Shortage of public pre-schools a concern for parents

The education sector has released a document stating that both Hanoi and Ho Chi Minh City have not built any public pre-schools in 15 wards and communes and the shortage of state facilities and pressures of compulsory education for children in the five year bracket has led to overcrowding in private pre-schools.

Teachers in Tuoi Ngoc Pre-school in district 8 reading stories to children (Photo: SGGP)

Although parents in the two big cities of Hanoi and Ho Chi Minh City sense the pressure on public education facilities, they are surprised by the disclosures in this latest report of the education sector on public pre-schools in both the cities.

People can count on their fingertips the number of pre-schools built for the new academic year despite education getting top priority.  According to a recent document, HCMC has 723 nursery schools, 397 public, 326 private institutes and 1,054 childcare centers.

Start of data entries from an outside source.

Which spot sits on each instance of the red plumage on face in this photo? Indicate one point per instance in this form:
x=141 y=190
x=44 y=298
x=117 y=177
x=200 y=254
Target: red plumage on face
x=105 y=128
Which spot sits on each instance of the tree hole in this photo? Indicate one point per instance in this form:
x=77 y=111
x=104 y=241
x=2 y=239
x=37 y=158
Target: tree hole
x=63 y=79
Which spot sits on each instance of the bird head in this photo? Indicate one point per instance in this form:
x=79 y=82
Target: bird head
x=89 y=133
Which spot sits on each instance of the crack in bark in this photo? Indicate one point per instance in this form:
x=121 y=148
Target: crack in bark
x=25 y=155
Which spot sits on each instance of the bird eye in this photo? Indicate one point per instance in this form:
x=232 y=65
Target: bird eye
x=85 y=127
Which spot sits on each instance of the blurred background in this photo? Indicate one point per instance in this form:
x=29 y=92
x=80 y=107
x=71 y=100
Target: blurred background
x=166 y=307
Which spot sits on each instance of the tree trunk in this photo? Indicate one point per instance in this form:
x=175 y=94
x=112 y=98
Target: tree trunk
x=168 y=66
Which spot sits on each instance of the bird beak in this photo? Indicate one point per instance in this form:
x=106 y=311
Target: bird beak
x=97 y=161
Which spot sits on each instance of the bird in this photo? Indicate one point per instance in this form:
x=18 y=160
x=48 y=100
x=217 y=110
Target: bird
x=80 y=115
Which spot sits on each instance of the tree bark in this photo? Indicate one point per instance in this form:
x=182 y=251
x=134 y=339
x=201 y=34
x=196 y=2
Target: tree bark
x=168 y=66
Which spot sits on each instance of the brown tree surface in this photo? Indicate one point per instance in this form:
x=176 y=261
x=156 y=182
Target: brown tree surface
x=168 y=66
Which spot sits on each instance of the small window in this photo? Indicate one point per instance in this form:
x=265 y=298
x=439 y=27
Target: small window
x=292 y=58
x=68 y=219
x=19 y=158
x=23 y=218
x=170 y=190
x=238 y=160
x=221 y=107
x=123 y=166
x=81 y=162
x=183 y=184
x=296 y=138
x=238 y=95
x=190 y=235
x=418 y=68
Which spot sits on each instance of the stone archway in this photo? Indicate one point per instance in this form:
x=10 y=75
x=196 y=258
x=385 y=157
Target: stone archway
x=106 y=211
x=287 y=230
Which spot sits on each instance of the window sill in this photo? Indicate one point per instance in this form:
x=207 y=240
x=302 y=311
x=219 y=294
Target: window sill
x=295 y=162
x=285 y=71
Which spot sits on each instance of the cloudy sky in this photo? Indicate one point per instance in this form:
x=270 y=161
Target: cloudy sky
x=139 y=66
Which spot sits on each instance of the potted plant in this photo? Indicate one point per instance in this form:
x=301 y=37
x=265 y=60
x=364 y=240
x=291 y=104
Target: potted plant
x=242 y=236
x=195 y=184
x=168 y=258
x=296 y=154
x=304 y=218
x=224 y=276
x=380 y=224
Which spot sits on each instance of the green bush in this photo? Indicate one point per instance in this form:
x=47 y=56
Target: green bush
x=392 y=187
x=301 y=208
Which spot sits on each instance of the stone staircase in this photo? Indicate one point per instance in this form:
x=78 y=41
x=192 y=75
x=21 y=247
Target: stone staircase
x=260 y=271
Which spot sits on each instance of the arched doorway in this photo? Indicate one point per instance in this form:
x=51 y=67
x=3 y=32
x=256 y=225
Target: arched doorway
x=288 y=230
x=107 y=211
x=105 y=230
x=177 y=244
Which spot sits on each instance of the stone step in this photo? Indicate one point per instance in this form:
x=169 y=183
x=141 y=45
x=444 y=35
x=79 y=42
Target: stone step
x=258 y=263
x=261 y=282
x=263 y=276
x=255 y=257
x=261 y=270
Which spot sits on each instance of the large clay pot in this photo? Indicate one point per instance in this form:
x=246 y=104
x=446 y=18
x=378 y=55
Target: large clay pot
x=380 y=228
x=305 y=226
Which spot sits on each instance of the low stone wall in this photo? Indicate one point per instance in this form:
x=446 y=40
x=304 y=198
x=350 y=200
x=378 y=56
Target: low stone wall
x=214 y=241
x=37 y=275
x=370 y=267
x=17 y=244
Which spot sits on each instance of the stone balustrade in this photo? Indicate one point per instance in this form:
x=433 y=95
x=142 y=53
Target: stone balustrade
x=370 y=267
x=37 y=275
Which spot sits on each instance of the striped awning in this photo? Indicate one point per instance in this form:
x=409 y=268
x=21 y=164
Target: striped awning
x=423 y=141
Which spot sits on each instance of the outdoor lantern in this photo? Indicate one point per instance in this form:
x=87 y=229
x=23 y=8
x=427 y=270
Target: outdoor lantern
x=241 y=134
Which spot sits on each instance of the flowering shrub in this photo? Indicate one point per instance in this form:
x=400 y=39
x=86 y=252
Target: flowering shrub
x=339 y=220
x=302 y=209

Though more children in the three to four year age group want to come to school, compulsory education for kids only begins at the age of five. Consequently, some schools in district 1, 3 and Phu Nhuan have decided not to admit small toddlers.

District 12 in HCMC has seen a high increase in the number of toddlers seeking admission. The district built two more public and five private pre-schools but there is still a high demand by nearly 1,000 kids.

This year the district has 19,000 toddlers in the three to five year age bracket. 5,564 are in the five year age group but public institutes can only receive 5,189 kids. This has forced parents to send their children to private kindergartens or unlicensed childcare facilities.

Most worrisome is the fact that both Hanoi and HCMC spend much on education but the overcrowding in schools has not eased over the last few years. Hence, it is easy to understand the mushrooming of private and illegal childcare centers in these districts that cater to toddlers who have no other facility to go to.

Paradox is that children in private institutes with high tuition fees come from low income families (70 percent parents of children in private centers are poor laborers). Moreover, staffs in these childcare centers are not well-trained to educate children.